Opinions 7 July 2014

Jane McCredie: What about me?

Jane McCredie: What about me? - Featured Image
Authored by
Jane McCredie

FACING a distressed teenage patient crying “You don’t understand!”, paediatrician Dr Kelly Curran was tempted to prove otherwise by sharing her own medical history.

The 14-year-old girl had just been told her colonoscopy results were abnormal after enduring months of bloody diarrhoea. Dr Curran was postoperative and waiting on the results of a biopsy to determine whether she had Crohn’s disease.
    
In the end, Dr Curran chose to hold back, deciding, as she explains in the New England Journal of Medicine, that the risks of such a disclosure were too great.

“My motives at this time aren’t completely altruistic”, she writes. “For several months, I have been swallowing down this painful, intensely personal secret, and here it is, burning to be spoken.”
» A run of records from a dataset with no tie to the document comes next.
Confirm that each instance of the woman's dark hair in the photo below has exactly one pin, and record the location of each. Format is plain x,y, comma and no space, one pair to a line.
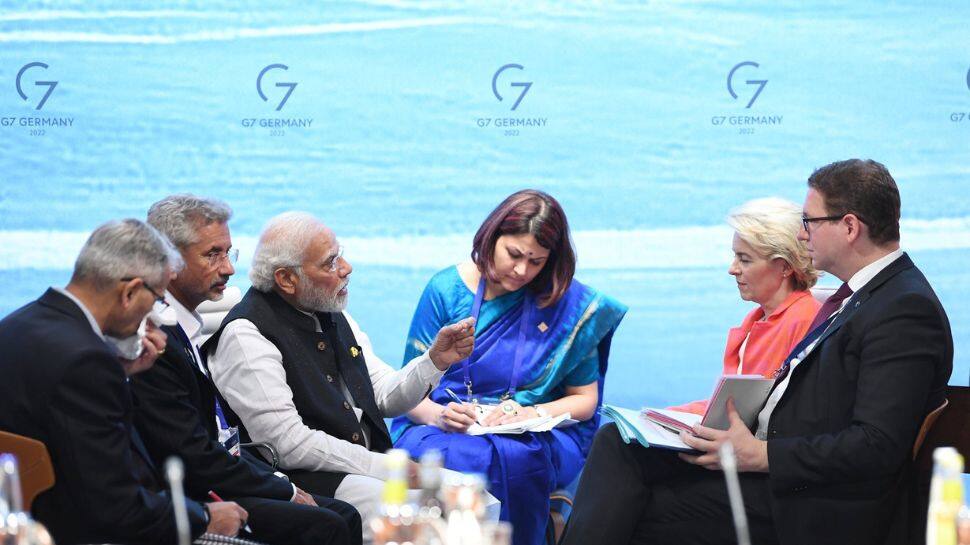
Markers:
536,213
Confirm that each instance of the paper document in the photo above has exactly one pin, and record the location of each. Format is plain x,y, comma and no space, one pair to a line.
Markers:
653,427
748,391
634,426
541,423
She craves a confidante, she realises, “and even if it’s only a small part of my motivation, wanting that recognition from a patient — and one I’ve only just met — is inappropriate and selfish”.

At first glance, the idea of sharing personal information to create a bond between doctor and patient might seem appealing, but research suggests Dr Curran may have been right to be cautious.

One study used actors presenting as patients to US family physicians (the doctors had consented to be part of the study but did not know which patients were actors).

Personal disclosures by the doctors were relatively common — happening in about a third of consultations — and around 40% of them were unrelated to the supposed patient’s symptoms or feelings.

There was no evidence of benefit from the disclosures, the researchers concluded, and in some cases they were actually disruptive.

Another US study found an intriguing difference in patients’ responses depending on the specialty of the doctor revealing the personal information.

When a surgeon shared information, patients were more likely to feel reassured afterwards (60% v 45% with no surgeon disclosure) and to be very satisfied with the consultation (88% v 75%).

But when a family physician did the sharing, the opposite was true: only 42% of patients felt reassured (v 55% of those who didn’t receive a disclosure) and 74% were very satisfied with the consultation (v 83%).

There’s no doubt a doctor sharing a personal story can sometimes aid a consultation — I’ve experienced it myself — but, as Dr Curran noted, the urge to disclose may not always be an entirely altruistic one.

We humans have a powerful desire to talk about ourselves: it’s been estimated 30%˗40% of our everyday speech is devoted to the absorbing topic of ME.

Recent research from Harvard University suggests such sharing may stimulate pleasurable feelings not unlike those we obtain from food and sex.

Functional magnetic resonance imaging showed self-disclosure was strongly associated with increased activation in the brain’s mesolimbic dopamine system, otherwise known as the “reward centres” of the brain.

In fact, self-disclosure was so rewarding that participants in this study chose it over hard cash.

Offered a choice between talking about themselves, talking about other people or answering factual questions, participants tended to opt for self-disclosure even when there was a financial incentive to choose one of the other options.

“Just as monkeys are willing to forgo juice rewards to view dominant group mates and college students are willing to give up money to view attractive members of the opposite sex, our participants were willing to forgo money to think and talk about themselves”, the researchers wrote.

It’s a finding that might help to explain our willingness to divulge private information in relatively public forums such as Facebook and Twitter.

Perhaps it’s time to consider choosing to drink the juice instead.
 


Jane McCredie is a Sydney-based science and medicine writer.